Cloudera Navigator Auditing Architecture
The Cloudera Navigator auditing component provides data auditing and access features. The architecture of the Cloudera Navigator auditing component is illustrated below.
When the Cloudera Navigator auditing component is configured, plug-ins that enable collection of audit events are added to the HDFS, HBase, and Hive (that is, the HiveServer2 and Beeswax servers) services. The plug-ins write the audit events to an audit log on the local filesystem. Cloudera Impala and Sentry record audit events directly in an audit log file.
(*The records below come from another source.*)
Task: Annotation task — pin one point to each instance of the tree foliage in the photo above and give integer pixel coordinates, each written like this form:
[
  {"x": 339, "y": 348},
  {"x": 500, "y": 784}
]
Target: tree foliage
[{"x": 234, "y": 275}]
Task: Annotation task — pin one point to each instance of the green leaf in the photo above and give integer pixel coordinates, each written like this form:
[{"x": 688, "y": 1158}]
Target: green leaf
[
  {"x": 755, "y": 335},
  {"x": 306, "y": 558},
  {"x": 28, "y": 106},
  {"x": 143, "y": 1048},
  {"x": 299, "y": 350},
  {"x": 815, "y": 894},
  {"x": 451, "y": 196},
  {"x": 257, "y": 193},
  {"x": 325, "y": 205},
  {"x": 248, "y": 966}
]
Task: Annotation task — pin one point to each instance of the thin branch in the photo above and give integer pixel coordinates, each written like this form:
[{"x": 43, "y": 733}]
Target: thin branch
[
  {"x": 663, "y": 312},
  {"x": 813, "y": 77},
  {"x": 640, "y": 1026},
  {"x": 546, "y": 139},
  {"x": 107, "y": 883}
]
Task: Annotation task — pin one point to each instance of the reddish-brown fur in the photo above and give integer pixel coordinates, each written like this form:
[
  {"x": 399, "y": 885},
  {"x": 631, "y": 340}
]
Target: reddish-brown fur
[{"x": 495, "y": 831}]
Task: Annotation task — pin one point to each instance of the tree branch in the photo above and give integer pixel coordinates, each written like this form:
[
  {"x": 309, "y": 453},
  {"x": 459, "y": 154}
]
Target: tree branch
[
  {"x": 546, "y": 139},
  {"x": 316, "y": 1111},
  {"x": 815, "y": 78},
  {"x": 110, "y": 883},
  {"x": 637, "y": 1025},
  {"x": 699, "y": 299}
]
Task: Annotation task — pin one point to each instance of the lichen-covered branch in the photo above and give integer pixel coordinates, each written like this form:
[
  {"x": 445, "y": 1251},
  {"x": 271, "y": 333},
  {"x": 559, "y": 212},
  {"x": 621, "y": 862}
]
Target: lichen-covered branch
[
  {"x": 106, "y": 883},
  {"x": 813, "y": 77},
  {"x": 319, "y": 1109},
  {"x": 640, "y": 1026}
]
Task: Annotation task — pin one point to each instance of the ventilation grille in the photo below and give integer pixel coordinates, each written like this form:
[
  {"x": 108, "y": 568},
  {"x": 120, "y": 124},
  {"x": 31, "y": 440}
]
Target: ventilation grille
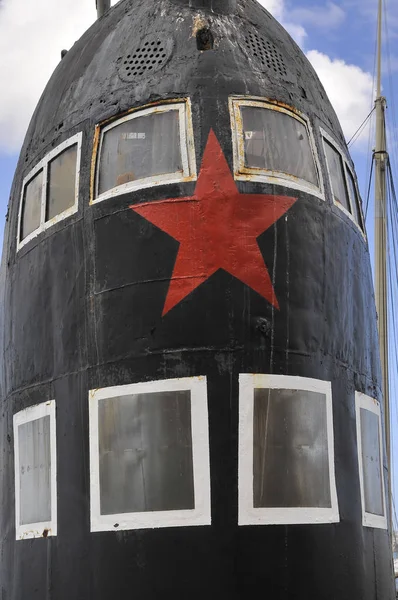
[
  {"x": 148, "y": 57},
  {"x": 265, "y": 53}
]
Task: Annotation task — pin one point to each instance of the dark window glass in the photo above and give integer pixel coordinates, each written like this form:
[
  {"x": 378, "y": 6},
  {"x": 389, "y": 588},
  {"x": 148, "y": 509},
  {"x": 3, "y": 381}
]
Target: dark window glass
[
  {"x": 355, "y": 199},
  {"x": 35, "y": 471},
  {"x": 290, "y": 460},
  {"x": 371, "y": 462},
  {"x": 145, "y": 453},
  {"x": 336, "y": 170},
  {"x": 61, "y": 182},
  {"x": 31, "y": 207},
  {"x": 274, "y": 141},
  {"x": 139, "y": 148}
]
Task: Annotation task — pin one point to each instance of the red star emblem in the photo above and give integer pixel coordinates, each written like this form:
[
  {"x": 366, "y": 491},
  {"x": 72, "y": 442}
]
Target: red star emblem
[{"x": 217, "y": 228}]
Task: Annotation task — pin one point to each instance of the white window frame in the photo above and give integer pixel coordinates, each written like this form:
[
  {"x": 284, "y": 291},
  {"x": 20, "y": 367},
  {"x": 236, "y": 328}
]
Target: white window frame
[
  {"x": 248, "y": 514},
  {"x": 43, "y": 165},
  {"x": 201, "y": 514},
  {"x": 346, "y": 168},
  {"x": 243, "y": 173},
  {"x": 47, "y": 528},
  {"x": 373, "y": 406},
  {"x": 187, "y": 147}
]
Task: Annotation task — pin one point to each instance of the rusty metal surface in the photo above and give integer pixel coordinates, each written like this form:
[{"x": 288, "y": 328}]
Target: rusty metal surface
[{"x": 81, "y": 309}]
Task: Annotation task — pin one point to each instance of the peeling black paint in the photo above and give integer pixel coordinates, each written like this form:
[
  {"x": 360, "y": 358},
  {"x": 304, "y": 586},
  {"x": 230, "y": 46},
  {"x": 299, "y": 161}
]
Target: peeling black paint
[{"x": 81, "y": 309}]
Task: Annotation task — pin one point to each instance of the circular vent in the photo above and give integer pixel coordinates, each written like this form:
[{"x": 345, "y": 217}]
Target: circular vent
[
  {"x": 266, "y": 53},
  {"x": 148, "y": 57}
]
The Cloudera Manager Agent monitors the audit log files and sends these events to the Navigator Audit Server. The Cloudera Manager Agent retries any event that it fails to transmit. As there is no in-memory transient buffer involved, once the audit events are written to the audit log file, they are guaranteed to be delivered (as long as filesystem is available). The Cloudera Manager Agent keeps track of current audit event offset in the audit log that it has successfully transmitted, so on any crash/restart it picks up the audit event from the last successfully sent position and resumes. Audit logs are rotated and the Cloudera Manager Agent follows the rotation of the log. The Agent also takes care of purging old audit logs once they have been successfully transmitted to the Navigator Audit Server. If a plug-in fails to write audit event to audit log file, it can either drop the event or shut down the process in which they are running (depending on the configured queue policy).
The Navigator Audit DB stores audit events.